I think the accounts for QPR Holdings, the parent company, would make more relevant reading. These make it look OK for 2015, though I struggle to see where the £112m income came from. Anyway income will be a fraction of that for this year, so let's hope that the £60m spent on wages has similarly shrunk. I am sure the several financial experts on here will have more insight.
Not having read the accounts, the one figure that I've seen quoted by others that surprises me (or makes me laugh) is that we reduced the wages that we paid while in The Premier from Harold's play off winning side!
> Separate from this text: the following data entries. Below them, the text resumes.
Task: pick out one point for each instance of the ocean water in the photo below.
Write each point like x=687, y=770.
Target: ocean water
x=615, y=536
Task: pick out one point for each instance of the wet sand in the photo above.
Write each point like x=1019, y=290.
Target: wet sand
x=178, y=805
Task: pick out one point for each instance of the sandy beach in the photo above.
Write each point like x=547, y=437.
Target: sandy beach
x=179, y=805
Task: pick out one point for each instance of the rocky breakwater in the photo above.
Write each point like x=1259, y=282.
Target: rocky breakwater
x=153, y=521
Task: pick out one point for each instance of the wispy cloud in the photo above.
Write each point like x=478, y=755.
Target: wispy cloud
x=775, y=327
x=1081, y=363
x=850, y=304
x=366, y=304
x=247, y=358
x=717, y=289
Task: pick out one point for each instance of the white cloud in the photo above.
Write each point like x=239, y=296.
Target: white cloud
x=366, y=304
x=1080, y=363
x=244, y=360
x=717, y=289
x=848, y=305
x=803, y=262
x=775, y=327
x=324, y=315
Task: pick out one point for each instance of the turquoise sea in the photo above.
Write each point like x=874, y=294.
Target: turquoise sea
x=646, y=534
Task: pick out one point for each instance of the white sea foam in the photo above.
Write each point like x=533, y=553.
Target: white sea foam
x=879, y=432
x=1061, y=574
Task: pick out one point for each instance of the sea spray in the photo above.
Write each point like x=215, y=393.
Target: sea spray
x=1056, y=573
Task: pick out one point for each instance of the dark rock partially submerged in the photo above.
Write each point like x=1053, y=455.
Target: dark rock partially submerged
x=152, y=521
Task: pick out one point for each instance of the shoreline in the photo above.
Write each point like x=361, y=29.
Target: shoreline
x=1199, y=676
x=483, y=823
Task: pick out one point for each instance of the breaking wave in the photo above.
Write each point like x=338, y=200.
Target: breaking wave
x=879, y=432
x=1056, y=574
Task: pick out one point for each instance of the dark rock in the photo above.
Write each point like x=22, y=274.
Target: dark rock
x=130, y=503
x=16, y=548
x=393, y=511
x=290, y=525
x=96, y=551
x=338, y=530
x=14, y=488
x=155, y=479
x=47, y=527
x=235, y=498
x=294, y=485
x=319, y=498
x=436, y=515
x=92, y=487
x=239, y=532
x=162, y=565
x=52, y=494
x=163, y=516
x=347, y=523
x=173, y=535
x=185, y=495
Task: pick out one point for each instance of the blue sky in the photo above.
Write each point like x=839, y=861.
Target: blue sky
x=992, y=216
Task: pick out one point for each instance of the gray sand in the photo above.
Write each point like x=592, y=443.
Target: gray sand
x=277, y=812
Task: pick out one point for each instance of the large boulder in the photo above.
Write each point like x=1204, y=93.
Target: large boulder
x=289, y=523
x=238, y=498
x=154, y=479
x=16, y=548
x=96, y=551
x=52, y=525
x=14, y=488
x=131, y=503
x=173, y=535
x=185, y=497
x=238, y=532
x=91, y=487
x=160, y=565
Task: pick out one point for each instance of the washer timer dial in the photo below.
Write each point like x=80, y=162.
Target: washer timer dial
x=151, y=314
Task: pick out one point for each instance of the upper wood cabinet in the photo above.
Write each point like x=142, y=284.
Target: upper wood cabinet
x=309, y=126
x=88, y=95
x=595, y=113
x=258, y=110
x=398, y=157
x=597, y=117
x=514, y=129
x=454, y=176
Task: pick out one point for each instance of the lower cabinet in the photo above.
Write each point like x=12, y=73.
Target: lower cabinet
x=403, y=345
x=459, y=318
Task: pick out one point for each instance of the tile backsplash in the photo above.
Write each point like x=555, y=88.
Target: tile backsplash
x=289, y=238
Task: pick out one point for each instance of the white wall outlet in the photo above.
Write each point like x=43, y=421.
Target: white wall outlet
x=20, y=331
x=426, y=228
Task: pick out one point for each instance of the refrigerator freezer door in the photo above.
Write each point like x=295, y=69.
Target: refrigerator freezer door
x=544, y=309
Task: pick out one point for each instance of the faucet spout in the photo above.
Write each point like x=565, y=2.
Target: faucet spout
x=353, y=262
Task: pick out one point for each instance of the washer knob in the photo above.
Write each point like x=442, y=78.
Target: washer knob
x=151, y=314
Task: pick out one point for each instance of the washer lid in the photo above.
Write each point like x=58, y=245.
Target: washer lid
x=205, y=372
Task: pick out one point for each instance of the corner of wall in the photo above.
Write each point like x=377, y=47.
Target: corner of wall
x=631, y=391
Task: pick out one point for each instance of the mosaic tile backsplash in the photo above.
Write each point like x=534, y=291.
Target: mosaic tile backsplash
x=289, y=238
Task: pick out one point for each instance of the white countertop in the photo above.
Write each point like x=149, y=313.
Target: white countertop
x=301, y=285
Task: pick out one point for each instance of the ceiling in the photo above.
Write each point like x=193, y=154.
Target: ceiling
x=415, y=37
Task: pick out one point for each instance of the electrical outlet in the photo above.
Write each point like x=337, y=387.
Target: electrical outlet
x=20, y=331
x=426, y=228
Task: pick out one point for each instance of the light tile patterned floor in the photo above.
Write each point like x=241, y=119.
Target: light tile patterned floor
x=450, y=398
Bottom line is that it shows an operating loss of £1.3m (due no doubt to the TV money being as little as we could have received) but the balance being made up by a positive transfer balance, resulting in a net profit for the year of £468k. It's not a lot, but it's there. The accounts have been fully audited so there's no arguing with them, but they seem better than Hertfordshire's initial doom-laden view. There's really not a lot there that surprises me, or makes me worried. QPR Holdings is a different matter, and yes, I'd like to see those for context/ This season, we have parachute payments instead of the TV money, and a lower wage bill which, allied to better transfer dealings, should help this years accounts balance out pretty much the same.
I didn't spot that, where is it? May be remaining loans to the club made by the owners after they wrote off the rest by transferring it to equity. But I thought that was QPR Holdings.
A few interesting items: 1, the club managed to make a gross and operating loss on increased Premier League revenues, but clawed this back to a net profit on ordinary activities by virtue of making a gain on player's contracts. Quite which players did this for them is a mystery. 2, net working capital remains significantly in the red, with the overall net worth of the club being down to the capital value of the playing staff; this despite a huge impairment to accelerate the write-off of certain player contracts, presumably as relegation beckoned. 3, I'd be interested to learn what the large debtor from group undertakings is, as well as the reason for the huge increase in creditors. Neither is adequately described. 4, whilst the average staff (playing & management) increased over the previous year, the total wage bill fell. Did we fight a PL campaign with more players, but of a lesser overall quality? That was probably a yes. 5, there was nothing in there about knees.
Looks as you can take whatever value you want from the published figures http://www.insideworldfootball.com/2016/03/31/qpr-stay-tune-ffp-rules-post-45m-loss/
The £45 million loss that they mention as their headline figure - I can't find that anywhere in the release, so I can only assume they are wrong, or lying to make us look bad. Either eway, it's highly innacurate reporting.
The link in the OP is to the accounts for QPR Football & Athletic Club which show a profit of £468k. The Group accounts for QPR Holdings show a £45m loss. https://beta.companieshouse.gov.uk/company/03197756/filing-history
Very poor reporting then, because the article reads as if it's the club (which everyone associates with the name) that lost £45m rather than the holding company, which means nothing to pretty much everyone.
Doesn't look great. I am a bit puzzled how the Athletic Club company had turnover of 112M but the group accounts have a turnover of 88M (figures might be slightly out). I thought they were all consolidated? Another huge loss though and that despite the TV income and a less wreckless transfer strategy.
I think that you're referring to the "unprovided deferred tax" This is a technical accounting term but essentially means that if the company makes taxable profits in the future it can reduce the amount of tax (or pay none at all) as it has tax losses carried forward from prior years The comment on FPP is interesting - auditors and directors have to be very careful to fully disclose any future liabilities, so there must be sufficient uncertainty over the likelihood of us being fined for no estimate / range of estimates to be included Trust me.....I'm an accountant
That was precisely my point, we are in stage where we are not allowed to divulge such information, however with that said that figure can't be laughed away and is accountable to something, presumably expected down the line.
Cheers. I think. Was the £45m loss in the QPR Holdings accounts covered by loans from the owners that have now been converted to equity? It'll still be a couple of seasons until we can say we are over the disastrous transfers of the last few years, unless we can permanently get rid of Caulker, Sandro, Fer etc this summer.